Anna, I follow you and enjoy much of what you write. That’s the prelude so you know this is not a face-on attack — as so many comments in this area can appear to be. Now the comment.
Assuming I correctly read the intentional irony of your post, you take the side that any idea a person who has been raped could be seen as responsible in any way is to be dismissed. You do not actually state that position, but it feels like the gist of your article. It is in any case a common position and often presented by the sort of mock confession of guilt you use here. But I am not sure it is a very useful stance as I’ll explain.
To understand a situation is not to excuse someone’s conduct within that situation. Therefore, to properly understand why rape occurs we should never be frightened of examining any idea, regardless of what that idea may seem to imply.
However, although that is a commonly expressed starting position, matters often seem more complex than such a perspective suggests. Life itself is complex — a situation that undermines any idea that the guilty party is necessarily 100% one person or the other.
There is also a cultural problem here. Regardless of the detail or theoretical framework that any sociologist or psychologist may use for any social phenomenon, the very fact that they are working in social sciences embodies the determinist’s idea of cause-and-effect, as opposed to freewill. Therefore, however much any party is seen as the supposed cause of any act, there will always be an implication of a prior cause — domestic violence, porn, video games, patriarchal mindset or such in the case of rape.
This highlights what is a cultural train crash in that any attempts to explain matters effectively do start to excuse acts - at least inasmuch as the rapist can be seen as subject to external influences.
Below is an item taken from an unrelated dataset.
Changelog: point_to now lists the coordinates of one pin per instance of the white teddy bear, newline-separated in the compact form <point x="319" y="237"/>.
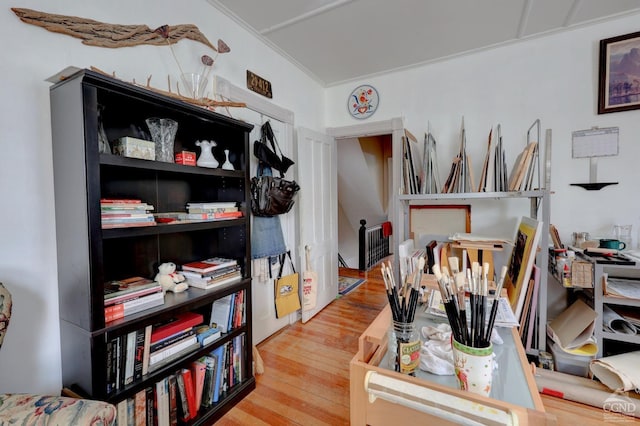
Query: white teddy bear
<point x="169" y="279"/>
Taken to its logical conclusion, none of us are responsible for anything at all, and reality is just a set of predetermined events which we witness unfolding. I know psychologists who make this argument.
It becomes arguable that insisting the victim should never be blamed is totally justifiable. But it is also arguable that this is actually a covert way of avoiding the complexities involved in directly blaming the perpetrator. In any case, the true complexities of the situation are such that as soon as any move is made to assign blame in any direction, it can potentially be assigned in both directions — notwithstanding the finer details of any particular incidence.
Herein lies the problem: within popular perspectives of what culture and society are, it is possible to excuse everyone, at the same time as it is also possible to allocate a portion of blame, guilt or responsibility in any direction. Given we actually have no cultural consensus on the determinism-versus-freewill issue, it is no surprise such issues prove utterly intractable. There are arguments on all sides, and for all sides.
If the determinists have it right, there is absolutely no point in discussion. But we normally live and talk as if intelligent understanding of these matters is possible, and that human conduct can thereby improve — or at least avoid satisfying its animal instincts in such ugly ways. If that is where we are coming from, it seems we should abandon the continual finger-pointing between victim and perpetrator — terms that are themselves judgemental — and keep the debate open.
Agonising over what actually happened in specific rape cases is closing the cell door after the villain has fled. Until the many social conditions that can contribute to the motivation to rape are addressed by forms of intelligence that encourage all-round responsibility for all our actions, you and I are probably just scratching at the edge of the real issues.